How Traits are Inherited

·  Traits are characteristics that are heritable – they can be passed down from generation to generation. Traits include things such as fur colour, eye colour, and skin colour.

·  Genes are responsible for inherited traits. A single gene controls a single trait.

·  Alleles are the “versions” of genes. If there was a jello gene, alleles would determine the flavour of the jello.

·  Some alleles for traits are dominant and some are recessive. Dominant traits show up far more often in the offspring than recessive traits because the presence of a dominant allele always masks the recessive one. Dominant alleles are represented by a capital letter (i.e. A) and recessive by lowercases (i.e. a).

·  Organisms that have inherited the same allele from both parents are called purebred or homozygous dominant (AA) or recessive (aa). If the offspring receives different kinds of alleles from each parent, they are said to be hybrid or heterozygous (Aa).

·  Incomplete dominance occurs when neither trait shows up – instead, the offspring has a combination of the parent traits. For example, if you cross a red sweet pea flower with a white sweet pea flower, the offspring may have pink flowers.

·  Offspring may not have characteristics of either parent. For example, two blue-eyed parents can have a brown-eyed child. Scientists now realize that some inherited characteristics are controlled by multiple genes so it is not always predictable.

The following examples show how you can use Punnett squares to determine inheritance patterns in offspring. Genotype refers to the genetic code (alleles) for the gene and phenotype refers to the appearance of the gene trait.

For these examples, we will use dog fur colour as the inherited trait.

The dominant fur colour is black and this allele will be represented by “F”.

The recessive fur colour is white and this allele will be represented by “f”.

The mother’s alleles will be along the top and the father’s alleles will be along the side.

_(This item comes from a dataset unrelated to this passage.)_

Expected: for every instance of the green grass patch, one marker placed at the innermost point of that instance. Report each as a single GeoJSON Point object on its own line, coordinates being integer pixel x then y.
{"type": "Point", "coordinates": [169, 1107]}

Mother is homozygous dominant (two dominant alleles)

Father is heterozygous (one dominant, one recessive allele)

Offspring Genotypes:

50% of offspring are homozygous dominant

50% of offspring are heterozygous

Offspring Phenotypes:

All offspring are black.

GENETIC MATERIALS (Textbook pages 39-48, 67-71)

DNA

·  A large molecule called DNA (deoxyribonucleic acid), found in the nucleus of every cell, contains a complete set of instructions for making a new individual following the same basic blueprint as the parent. All life is related through the DNA molecule.

·  The arrangement of only four chemicals (A-C-T-G or base pairs) can be combined in billions of different ways to create all life. These chemical molecules make up the “steps” of the DNA ladder and they combine to form the genetic code. This code is similar for all living things but is unique for each individual.